Opened 15 years ago
Closed 13 years ago
#13351 closed defect (bug) (fixed)
Auto-generated Password Nag
| Reported by: |
|
Owned by: | |
|---|---|---|---|
| Milestone: | 3.5 | Priority: | normal |
| Severity: | normal | Version: | |
| Component: | Administration | Keywords: | has-patch |
| Focuses: | Cc: |
Description
Whenever I log in, I am warned that "You’re using the auto-generated password for your account. Would you like to change it to something you’ll remember easier?" -- even after having changed my password (and clicked the link to "No thanks, do not remind me again")
This appears in WordPress 3.0-beta2-14550
Attachments (1)
Change History (6)
#1
@
15 years ago
- Component changed from General to Administration
- Keywords reporter-feedback added
- Milestone changed from Unassigned to 3.0
#2
@
15 years ago
- Milestone 3.0 deleted
- Resolution set to worksforme
- Status changed from new to closed
Just tested this, Both changing the users password and clicking the dismiss option appears to be working correctly for me.
If you experience this on a clean install, please re-open with any specifics on the environment/configuration of WordPress you are using.
#3
@
13 years ago
- Resolution worksforme deleted
- Status changed from closed to reopened
- Version changed from 3.0 to 3.4.1
Just had this happen twice with two fresh installs from trunk (3.5-alpha-21499) on a local XAMPP box.
Here's the install process I followed both times:
- create a new directory inside my server path
- checkout http://core.svn.wordpress.org/trunk
- create a new DB
- edit wp-config.php
- 5-minute install (more like 5 seconds these days!)
- default user ('admin')
- get the auto-generated pwd message. Copy the pwd
- log in with auto-generated pwd
- get the nag
- click the nag to go to profile
- change the password
- this logs you out
- log in with the new password
- nag is still there.
#4
@
13 years ago
- Keywords has-patch added; reporter-feedback removed
- Milestone set to 3.5
- Version 3.4.1 deleted
The latest bug was introduced in [21376].

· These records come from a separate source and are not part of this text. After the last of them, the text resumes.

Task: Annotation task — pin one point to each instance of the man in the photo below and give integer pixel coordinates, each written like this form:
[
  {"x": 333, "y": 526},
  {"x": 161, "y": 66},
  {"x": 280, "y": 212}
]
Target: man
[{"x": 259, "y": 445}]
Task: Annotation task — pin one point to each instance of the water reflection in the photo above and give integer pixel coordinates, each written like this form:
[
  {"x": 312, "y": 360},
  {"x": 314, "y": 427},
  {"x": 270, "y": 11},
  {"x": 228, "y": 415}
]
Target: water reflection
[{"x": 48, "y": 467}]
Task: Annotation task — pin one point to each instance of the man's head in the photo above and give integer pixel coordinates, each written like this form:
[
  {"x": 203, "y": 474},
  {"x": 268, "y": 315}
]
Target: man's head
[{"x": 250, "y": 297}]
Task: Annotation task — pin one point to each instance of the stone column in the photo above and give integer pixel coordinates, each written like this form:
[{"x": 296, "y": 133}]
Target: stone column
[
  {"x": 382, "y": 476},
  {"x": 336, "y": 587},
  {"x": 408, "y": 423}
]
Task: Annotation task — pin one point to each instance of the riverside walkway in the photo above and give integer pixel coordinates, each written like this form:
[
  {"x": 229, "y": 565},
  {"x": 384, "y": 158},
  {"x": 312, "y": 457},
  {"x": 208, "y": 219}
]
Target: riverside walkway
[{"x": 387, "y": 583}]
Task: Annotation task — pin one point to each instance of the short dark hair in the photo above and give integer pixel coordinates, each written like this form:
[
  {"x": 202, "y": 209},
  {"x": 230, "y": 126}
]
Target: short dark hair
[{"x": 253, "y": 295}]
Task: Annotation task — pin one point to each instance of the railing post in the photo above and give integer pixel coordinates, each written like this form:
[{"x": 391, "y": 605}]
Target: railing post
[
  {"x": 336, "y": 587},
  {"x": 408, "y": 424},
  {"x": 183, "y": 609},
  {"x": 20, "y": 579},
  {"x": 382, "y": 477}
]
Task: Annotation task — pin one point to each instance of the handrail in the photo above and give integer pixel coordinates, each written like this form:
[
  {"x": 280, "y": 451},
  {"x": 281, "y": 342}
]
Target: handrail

Now that get_userdata() returns existing data for current user, default_password_nag_edit_user() compares the old password to itself and fails to delete the default_password_nag option:
http://core.trac.wordpress.org/browser/trunk/wp-admin/includes/user.php?rev=21496#L334
wp_generate_auth_cookie() (called via wp_update_user()) also receives the old data, which causes it to create cookies for the old password and leads to logout:
http://core.trac.wordpress.org/browser/trunk/wp-includes/pluggable.php?rev=21496#L581
13351.patch replaces get_userdata() with new WP_User() in those two places. An alternative would probably be to check if $_POST (or a specific key) is empty in get_user_by().
Was this installed on SVN trunk a few weeks ago? I believe there was a bug for a few revisions which result in this.
Does this occur on a new installation of the latest trunk?